Adapting software to multiple usage patterns

G

gwowen

What is the exact equivalent using your syntax?

Well, I first introduced this example, and I did so merely to note
that Jacob's container forced a relatively ugly syntax.

The explicit loop C++ version would be something like this,
for a vector:

double mean = 0.0;
const size_t sz = vec.size();
for(size_t idx = 0; idx < sz; ++idz){
mean += vec[idx];
}
mean = mean / vec.size();

For an arbitrary container (substitute your container for list)

double mean = 0.0;
list<double>::iterator cntr, end = cntr.end();
for(it = cntr.begin(); it != end; ++it){
mean += *it;
}
mean = mean / vec.size();
 
F

Flash Gordon

Nick said:
But you shouldn't have exposed your choice of data structure to the
application
level code anyway. It all should have been hidden away behind an
abstraction
anyway. The application wants to add things, remove things and find
things
it shouldn't care if it's an array, a linked list or a relational
database.

It depends. In some cases I'm thinking of we really do hit 100% CPU
utilisation on fairly meaty servers, adding an extra layer of
indirection for frequently accessed objects would probably impact on
performance of the code quite significantly (an extra indirection every
few lines of C code). Because of the frequency of access, there is no
chance of them every being stored in a database (there would be no
chance of getting required performance), by nature of design they are
loaded once at application start up, and then frequently accessed in a
random pattern (some lines of code access specific elements, others loop
over blocks of elements, others select elements based on user entered
data meaning we want the nth element.

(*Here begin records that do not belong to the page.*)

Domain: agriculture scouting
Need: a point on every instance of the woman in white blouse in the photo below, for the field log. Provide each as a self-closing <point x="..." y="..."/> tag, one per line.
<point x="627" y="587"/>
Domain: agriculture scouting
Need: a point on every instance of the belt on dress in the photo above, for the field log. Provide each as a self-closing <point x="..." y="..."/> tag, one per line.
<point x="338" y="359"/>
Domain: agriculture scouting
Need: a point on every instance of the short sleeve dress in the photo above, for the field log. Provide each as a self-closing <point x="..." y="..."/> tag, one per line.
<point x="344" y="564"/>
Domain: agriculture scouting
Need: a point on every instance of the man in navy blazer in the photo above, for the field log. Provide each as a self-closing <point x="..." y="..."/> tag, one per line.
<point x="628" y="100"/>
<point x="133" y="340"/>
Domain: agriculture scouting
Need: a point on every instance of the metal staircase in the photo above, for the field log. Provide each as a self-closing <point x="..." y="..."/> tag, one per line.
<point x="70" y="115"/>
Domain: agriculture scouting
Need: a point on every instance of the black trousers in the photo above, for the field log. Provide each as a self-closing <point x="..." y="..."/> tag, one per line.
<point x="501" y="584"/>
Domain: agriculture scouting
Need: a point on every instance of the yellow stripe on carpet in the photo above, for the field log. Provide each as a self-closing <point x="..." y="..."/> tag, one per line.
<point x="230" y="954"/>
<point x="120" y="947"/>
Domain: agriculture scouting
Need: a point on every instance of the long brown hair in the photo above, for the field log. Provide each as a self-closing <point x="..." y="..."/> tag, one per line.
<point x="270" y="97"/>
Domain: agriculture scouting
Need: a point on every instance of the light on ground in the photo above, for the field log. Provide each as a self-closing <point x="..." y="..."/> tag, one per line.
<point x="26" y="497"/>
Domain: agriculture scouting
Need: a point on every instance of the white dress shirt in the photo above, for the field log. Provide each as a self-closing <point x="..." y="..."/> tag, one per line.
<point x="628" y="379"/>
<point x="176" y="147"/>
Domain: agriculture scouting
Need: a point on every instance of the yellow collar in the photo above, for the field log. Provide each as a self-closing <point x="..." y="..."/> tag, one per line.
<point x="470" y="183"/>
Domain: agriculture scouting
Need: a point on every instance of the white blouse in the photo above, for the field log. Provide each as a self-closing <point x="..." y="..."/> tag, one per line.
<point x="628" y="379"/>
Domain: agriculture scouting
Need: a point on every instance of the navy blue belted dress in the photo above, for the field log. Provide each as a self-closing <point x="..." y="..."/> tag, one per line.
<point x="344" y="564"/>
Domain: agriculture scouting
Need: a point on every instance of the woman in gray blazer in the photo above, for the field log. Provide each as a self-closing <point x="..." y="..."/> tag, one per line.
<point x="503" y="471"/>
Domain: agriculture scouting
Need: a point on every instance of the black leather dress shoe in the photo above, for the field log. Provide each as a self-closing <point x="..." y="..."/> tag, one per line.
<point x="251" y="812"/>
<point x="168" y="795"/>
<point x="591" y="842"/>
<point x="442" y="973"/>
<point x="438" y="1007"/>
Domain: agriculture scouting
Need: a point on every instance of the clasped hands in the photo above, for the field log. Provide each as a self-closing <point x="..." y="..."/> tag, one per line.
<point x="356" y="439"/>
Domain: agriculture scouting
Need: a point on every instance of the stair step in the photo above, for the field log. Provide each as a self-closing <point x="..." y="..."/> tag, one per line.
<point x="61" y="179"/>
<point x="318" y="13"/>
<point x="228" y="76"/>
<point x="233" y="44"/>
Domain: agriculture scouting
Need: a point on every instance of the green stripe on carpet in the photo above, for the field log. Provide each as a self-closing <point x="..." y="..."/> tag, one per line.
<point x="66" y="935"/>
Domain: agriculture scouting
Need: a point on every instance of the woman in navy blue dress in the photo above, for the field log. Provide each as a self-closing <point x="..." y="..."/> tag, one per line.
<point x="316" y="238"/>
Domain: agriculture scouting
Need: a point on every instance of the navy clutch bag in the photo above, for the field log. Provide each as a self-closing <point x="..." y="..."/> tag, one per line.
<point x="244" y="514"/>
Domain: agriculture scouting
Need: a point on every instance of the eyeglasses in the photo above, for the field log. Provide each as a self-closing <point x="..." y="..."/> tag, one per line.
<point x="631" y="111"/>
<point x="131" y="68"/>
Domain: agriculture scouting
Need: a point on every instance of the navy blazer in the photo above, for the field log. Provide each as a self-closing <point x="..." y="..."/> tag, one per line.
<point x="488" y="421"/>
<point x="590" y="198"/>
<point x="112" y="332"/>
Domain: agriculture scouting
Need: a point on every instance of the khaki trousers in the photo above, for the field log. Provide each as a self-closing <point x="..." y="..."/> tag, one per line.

To me this screams out for using
malloc/realloc on loading the data in to contiguous blocks and then
accessing the required elements using array/pointer access, never tree,
list or database access.
Changeing the container type is not expensive becasue it involves
rewriting
one thin library.

Well, yes, where you are doing certain types of things you do wrap it in
an appropriate library, and then only need to change that one small library.
You may not know how big the system is going to get.

If your access pattern is that you regularly expect to access the nth
element, where n is a number which can be determined without iterating
over the elements, then I would say that a list is definitely the wrong
structure however small or large your data set is.
Or you may
be concentrating on getting other things right first. If things
are being addded and removed semi-randomly than a balanced tree
may be the right thing but an array ot list might be ok for a first
hack.

If you know what you are doing is a temporary hack then you will
implement it in a way that you can strip it out and replace it.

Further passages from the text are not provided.